Manuscript Title:

AOOA-BASED 6D HYPERCHAOTIC COSINE–SINE MAP FOR SECURE MEDICAL IMAGE ENCRYPTION WITH INTEGRATED WATERMARKING

Author:

AYMAN S. SELMY, WAGEDA .ALSOBKY, EMAN SALEM, WAEL A. MOHAMED

DOI Number:

DOI:10.5281/zenodo.21278405

Published : 2026-07-10

About the author(s)

1. AYMAN S. SELMY - Electrical Engineering Department, Benha Faculty of Engineering, Benha University Banha, Egypt.
2. WAGEDA .ALSOBKY - Basic Engineering Sciences Department, Banha Faculty of Engineering, Banha University Banha Egypt.
3. EMAN SALEM - Electrical Engineering Department, Benha Faculty of Engineering, Benha University Banha, Egypt.
4. WAEL A. MOHAMED - Electrical Engineering Department, Benha Faculty of Engineering, Benha University Banha, Egypt.

Full Text : PDF

Abstract

In the modern digital healthcare ecosystem, the electronic transmission of medical imagery requires stringent data-provenance frameworks that safeguard sensitive patient information without compromising diagnostic fidelity.

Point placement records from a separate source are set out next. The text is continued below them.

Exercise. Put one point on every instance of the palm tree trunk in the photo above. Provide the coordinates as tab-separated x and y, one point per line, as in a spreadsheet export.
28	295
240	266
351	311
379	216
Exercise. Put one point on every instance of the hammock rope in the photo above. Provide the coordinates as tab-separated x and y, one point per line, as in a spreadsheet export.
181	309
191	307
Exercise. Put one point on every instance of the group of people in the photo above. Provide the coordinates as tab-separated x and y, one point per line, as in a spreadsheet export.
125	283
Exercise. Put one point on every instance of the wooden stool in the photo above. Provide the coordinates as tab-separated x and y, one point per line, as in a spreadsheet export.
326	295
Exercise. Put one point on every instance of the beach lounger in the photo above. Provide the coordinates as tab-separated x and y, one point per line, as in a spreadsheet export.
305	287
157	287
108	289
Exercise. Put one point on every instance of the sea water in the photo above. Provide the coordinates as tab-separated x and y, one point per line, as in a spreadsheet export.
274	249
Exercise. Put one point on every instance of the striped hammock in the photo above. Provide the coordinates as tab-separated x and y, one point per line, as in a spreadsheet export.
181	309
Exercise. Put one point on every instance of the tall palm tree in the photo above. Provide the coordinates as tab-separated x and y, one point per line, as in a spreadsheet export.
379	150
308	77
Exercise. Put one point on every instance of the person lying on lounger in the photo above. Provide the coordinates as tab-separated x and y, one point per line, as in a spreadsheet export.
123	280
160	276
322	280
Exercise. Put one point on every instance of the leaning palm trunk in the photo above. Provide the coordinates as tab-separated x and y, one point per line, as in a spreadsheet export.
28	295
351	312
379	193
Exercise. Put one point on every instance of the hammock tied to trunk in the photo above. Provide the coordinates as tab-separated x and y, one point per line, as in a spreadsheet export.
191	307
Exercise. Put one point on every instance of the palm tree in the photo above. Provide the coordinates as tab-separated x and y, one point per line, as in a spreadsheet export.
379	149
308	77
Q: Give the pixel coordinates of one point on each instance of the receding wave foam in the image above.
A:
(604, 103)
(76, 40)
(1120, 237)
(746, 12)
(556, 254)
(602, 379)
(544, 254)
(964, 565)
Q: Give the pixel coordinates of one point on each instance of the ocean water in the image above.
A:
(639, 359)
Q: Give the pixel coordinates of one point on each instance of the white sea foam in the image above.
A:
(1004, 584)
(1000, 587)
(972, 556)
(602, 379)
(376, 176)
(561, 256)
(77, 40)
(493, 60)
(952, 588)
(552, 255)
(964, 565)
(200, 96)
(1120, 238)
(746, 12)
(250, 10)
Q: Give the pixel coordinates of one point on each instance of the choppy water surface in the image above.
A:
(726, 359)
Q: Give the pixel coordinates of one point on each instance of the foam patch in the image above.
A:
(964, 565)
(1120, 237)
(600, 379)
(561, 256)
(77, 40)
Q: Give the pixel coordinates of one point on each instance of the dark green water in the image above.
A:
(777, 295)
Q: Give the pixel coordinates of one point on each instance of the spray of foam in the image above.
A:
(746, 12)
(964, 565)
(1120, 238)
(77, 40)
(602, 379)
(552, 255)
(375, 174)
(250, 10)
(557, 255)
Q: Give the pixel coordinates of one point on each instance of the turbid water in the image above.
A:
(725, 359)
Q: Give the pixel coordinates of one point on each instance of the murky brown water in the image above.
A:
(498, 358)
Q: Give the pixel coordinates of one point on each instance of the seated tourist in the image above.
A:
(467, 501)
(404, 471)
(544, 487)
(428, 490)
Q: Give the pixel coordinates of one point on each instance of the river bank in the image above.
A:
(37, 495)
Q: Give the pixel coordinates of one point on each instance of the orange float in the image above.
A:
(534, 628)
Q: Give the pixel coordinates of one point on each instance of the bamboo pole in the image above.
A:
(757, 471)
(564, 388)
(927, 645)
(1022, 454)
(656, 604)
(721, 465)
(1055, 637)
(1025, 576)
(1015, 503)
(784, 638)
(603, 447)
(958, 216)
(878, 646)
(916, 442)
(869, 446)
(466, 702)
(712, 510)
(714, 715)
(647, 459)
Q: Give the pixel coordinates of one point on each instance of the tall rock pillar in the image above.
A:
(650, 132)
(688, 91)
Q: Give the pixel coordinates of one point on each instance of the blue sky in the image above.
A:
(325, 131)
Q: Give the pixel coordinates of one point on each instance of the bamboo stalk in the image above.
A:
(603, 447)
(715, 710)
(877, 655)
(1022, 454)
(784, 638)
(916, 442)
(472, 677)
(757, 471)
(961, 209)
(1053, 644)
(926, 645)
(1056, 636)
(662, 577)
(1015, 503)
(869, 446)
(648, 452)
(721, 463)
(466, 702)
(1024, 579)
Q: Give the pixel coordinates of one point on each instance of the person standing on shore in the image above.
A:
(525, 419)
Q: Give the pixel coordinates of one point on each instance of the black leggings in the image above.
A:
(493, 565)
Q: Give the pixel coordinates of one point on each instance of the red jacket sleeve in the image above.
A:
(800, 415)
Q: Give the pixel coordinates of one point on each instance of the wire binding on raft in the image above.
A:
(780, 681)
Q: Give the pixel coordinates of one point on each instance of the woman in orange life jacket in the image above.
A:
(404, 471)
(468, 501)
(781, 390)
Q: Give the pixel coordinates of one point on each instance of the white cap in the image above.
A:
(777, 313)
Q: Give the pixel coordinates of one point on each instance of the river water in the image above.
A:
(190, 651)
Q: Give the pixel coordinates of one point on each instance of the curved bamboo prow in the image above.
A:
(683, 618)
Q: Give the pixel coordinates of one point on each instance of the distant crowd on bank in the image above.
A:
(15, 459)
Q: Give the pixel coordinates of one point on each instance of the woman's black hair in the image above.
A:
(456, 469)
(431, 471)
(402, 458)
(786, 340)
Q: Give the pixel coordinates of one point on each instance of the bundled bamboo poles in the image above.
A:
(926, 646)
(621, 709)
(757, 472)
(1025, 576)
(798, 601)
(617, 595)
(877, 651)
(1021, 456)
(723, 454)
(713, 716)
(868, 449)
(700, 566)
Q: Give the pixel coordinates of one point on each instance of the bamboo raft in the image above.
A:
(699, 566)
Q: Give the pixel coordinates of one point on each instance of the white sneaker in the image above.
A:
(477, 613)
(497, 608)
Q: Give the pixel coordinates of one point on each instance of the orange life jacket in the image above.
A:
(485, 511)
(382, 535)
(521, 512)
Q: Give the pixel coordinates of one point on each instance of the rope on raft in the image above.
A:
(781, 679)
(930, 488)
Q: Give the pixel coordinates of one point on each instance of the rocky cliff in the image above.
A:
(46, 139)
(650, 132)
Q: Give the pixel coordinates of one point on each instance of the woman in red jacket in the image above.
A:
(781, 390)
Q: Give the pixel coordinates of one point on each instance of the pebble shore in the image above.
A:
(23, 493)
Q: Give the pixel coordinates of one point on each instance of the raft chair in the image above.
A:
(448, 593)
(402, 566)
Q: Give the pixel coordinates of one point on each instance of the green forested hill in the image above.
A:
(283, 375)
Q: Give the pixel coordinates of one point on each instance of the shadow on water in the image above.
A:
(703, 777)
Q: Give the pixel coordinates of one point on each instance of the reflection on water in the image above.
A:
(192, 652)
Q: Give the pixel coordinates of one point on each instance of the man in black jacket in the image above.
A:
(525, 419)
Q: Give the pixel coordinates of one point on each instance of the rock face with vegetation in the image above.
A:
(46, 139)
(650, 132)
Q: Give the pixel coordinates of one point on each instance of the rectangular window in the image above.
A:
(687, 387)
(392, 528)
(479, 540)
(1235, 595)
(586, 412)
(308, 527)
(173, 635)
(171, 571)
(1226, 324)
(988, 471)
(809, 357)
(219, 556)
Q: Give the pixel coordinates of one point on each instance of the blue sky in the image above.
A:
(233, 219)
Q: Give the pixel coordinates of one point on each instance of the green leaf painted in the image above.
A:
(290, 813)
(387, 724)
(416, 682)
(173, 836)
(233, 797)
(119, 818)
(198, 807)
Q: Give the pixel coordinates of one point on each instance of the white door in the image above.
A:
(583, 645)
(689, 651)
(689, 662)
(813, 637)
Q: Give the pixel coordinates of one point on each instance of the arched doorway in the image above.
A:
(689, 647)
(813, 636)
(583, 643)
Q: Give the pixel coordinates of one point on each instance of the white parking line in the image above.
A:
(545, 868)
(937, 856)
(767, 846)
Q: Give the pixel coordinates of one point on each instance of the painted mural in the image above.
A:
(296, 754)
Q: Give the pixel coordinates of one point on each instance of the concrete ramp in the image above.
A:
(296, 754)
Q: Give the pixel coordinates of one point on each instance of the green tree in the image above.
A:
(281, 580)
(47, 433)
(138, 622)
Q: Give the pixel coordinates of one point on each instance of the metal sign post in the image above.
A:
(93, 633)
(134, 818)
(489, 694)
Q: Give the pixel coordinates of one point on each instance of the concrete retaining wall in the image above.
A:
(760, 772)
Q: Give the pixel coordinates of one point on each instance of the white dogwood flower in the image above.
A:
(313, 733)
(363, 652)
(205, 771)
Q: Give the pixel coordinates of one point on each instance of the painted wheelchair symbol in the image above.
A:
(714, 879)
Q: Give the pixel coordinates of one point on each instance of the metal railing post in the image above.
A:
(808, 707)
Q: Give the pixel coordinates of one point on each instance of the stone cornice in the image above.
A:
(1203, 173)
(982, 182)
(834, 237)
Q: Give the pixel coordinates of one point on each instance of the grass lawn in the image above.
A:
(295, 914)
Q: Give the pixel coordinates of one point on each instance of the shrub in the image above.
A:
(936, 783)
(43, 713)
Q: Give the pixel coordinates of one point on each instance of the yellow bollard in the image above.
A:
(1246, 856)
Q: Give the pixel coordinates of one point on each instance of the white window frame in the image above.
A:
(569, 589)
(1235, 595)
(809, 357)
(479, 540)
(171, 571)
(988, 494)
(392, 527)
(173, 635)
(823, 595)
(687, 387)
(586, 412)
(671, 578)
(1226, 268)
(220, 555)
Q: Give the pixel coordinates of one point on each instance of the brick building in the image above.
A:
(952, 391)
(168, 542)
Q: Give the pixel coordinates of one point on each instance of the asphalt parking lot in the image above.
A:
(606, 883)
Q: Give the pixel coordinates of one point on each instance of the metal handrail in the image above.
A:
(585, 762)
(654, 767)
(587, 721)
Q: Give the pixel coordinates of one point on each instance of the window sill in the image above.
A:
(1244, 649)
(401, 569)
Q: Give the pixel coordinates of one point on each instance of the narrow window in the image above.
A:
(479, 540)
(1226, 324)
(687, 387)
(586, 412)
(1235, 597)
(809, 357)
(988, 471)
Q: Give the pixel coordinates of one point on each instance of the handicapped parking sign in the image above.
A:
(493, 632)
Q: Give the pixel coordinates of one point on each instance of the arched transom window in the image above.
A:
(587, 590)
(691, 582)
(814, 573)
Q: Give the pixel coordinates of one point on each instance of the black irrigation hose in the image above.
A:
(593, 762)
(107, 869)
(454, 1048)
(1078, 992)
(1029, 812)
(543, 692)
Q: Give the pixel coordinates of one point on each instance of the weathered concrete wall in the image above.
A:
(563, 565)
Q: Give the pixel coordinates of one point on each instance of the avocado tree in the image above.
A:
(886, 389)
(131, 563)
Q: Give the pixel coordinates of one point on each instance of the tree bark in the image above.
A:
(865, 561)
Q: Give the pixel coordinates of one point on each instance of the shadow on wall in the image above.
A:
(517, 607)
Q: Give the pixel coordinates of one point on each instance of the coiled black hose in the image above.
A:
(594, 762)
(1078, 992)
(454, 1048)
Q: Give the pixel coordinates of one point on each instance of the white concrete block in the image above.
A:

Traditional image watermarking methods often fail to balance visual imperceptibility with robustness against malicious cyber threats. To overcome these operational bottlenecks, this paper introduces a highly secure, computationally optimized hybrid deep learning-based image watermarking framework that integrates high-dimensional hyperchaotic encryption. The proposed architecture establishes a zero-leakage protection layer by introducing a discrete 6-Dimensional hyperchaotic cosine-sine map (6D-HCSM) driven by a host-derived SHA-256 seed vector. Moving beyond conventional isolated encryption, this model introduces a dynamic nonlinear feedback loop in which the map's real-time trajectories directly pace the search core of the Adaptive Osprey Optimization Algorithm (AOOA). Following optimal coordinate selection, a Depthwise Separable Convolutional Assisted Generative Adversarial Network (DWC-GAN) manages spatial feature embedding, significantly reducing computational complexity. Experimental simulations on standard clinical datasets demonstrate outstanding efficiency, achieving a peak signal-to-noise ratio (PSNR) of 68.9754 dB, a structural similarity index measure (SSIM) of 0.9925, and a watermark retrieval accuracy of 99.45% under aggressive attacks.


Keywords

Clinical Data Provenance, Hyperchaotic Image Encryption, Adaptive Osprey Optimization, Generative Adversarial Networks, Medical Image Watermarking, Depthwise Separable Convolutions.